TA Tuesday: Crypto market is still struggling with low tier pricing

At the time of writing, $BTC is trading at $40,591 (-3.97% in 7 days), $ETH is trading at $3,011 (-3% in 7 days), and the ETH/BTC spread is trading at 0.07415 (-0.86% in 7 days).

So far, 2022 has been a year of mostly unattractive and low-tier pricing for digital assets.

Uncertainty about the legal/regulatory framework, coupled with a hostile macro environment (inflation, Russia/Ukraine, etc.) is pushing people to stay on the sidelines and wait for events to decouple.

Here are some numbers: the trading volumes of BTC and ETH are now positioned at the bottom 25% of the 5-year transactions (data from messari.io).

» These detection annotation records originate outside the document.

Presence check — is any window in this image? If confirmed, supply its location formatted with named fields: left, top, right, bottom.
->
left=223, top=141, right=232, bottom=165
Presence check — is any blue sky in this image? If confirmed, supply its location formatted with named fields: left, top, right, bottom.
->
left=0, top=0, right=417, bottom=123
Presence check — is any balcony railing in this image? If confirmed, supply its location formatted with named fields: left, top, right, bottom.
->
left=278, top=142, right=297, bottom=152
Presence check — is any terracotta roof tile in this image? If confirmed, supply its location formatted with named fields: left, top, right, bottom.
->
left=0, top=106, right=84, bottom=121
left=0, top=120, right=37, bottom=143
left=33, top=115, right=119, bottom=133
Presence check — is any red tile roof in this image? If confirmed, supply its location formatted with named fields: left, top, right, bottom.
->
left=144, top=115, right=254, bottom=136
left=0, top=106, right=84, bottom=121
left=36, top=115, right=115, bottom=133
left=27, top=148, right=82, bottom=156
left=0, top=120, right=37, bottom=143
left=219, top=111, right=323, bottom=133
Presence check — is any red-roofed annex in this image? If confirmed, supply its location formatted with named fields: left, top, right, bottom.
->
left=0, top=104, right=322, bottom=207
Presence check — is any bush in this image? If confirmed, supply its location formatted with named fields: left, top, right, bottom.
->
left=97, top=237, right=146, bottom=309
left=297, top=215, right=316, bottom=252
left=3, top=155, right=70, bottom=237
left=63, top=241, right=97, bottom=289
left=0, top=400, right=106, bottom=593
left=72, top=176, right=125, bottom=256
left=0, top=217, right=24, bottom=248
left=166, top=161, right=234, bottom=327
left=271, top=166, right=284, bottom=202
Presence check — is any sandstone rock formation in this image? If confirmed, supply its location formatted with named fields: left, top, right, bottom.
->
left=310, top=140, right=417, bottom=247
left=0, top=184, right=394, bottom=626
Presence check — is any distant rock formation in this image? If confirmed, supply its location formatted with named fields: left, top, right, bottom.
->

BTC has been performing as a growth-oriented risky stock for many months (30d beta and correlation with NASDAQ:QQQ are 1.19 and 0.68 respectively).

Most cryptocurrencies are returning beta times bitcoin.

Then again, with stable betas, pair trading and coinintegrated portfolios are attractive from a low to medium frequency trading perspective.

As an example, consider the following stationary portfolio consisting of MATIC, STEP, EDEN, and HNT.

In the past few months, trading the Z-score has resulted in good profits in a low volatility environment.

And now on to $BTC spot:

The $BTC 1d Heikenn Ashi candles chart called a buy on the evening of Monday, April 25th, after having called a sell on April 21st as the open-close spread was very tight.

Major technical indicators, both oscillatory and moving averages, are in favour of a sell.

In this low volatility environment (seeing as how there are neither positive nor negative news), I am happy to buy at $38k-$39k and sell at $41k-$42k.

Looking at the Volume Profile Visible Range (VPVR)

Supports: $38k-$40k

Resistance: $47k-$50k

On the BTC Futures side:

Open Interest (OI) is stable WoW, with Binance covering nearly 30% of CEXs aggregate OI.

As leverage continues to be low, the 3-month annualised rolling basis is trading at 1.98% on the CME, and funding rates are negative on most exchanges with the exception of Binance.

Interesting here is getting perpetual long positions on exchanges such as FTX (1-month annualised average funding rates: -19%) and short on Binance (1-month annualised average funding rates: +35%).

Over the past month, this strategy would have yielded approx 4.5% – or 54% annualised (without considering fees/cost of capital/etc.)

Of course, this strategy is not without risk since the two perpetuals are not fungible.

The inclusion of this strategy on the one hand therefore leaves you market neutral ($BTC neutral). On the other hand, it leaves you short USDTUSD, and exposed to the risk of funding rates.

Also note that funding rates are paid hourly on FTX and every eight hours on Binance.

On the BTC Options side:

The term structure of ATM IV is trading a little higher in the very short-end, while the backend is almost unchanged.

The overall ATM IV is still very compressed, and the IV is 50% on the front end and 65% on the back end.

As I have said in the past, although I think buying vol now is a good deal, it is important to keep two things in mind:

  1. Many traders/MMs are using BTC and ETH options as a proxy to hedge DOV trades, thereby compressing volatility and making historical volatility levels unlikely to be displayed again.
  2. Time-decay on medium/long-term options is likely to eat up most of the profits.

The IV/RV spread is quite narrow and many traders are placing short strangles that hold the spot at $38k-$42k.

Then again, options traders reacted to spot price actions during the week as follows:

– BTCUSD above $41k: buy OTM call spread call and diagonal calls

– BTCUSD below $40k: iron condor/short strangles and puts protection

The OI profile once again suggests that $40k is a magnet.

At least, short gamma positions by MMs are not difficult to manage.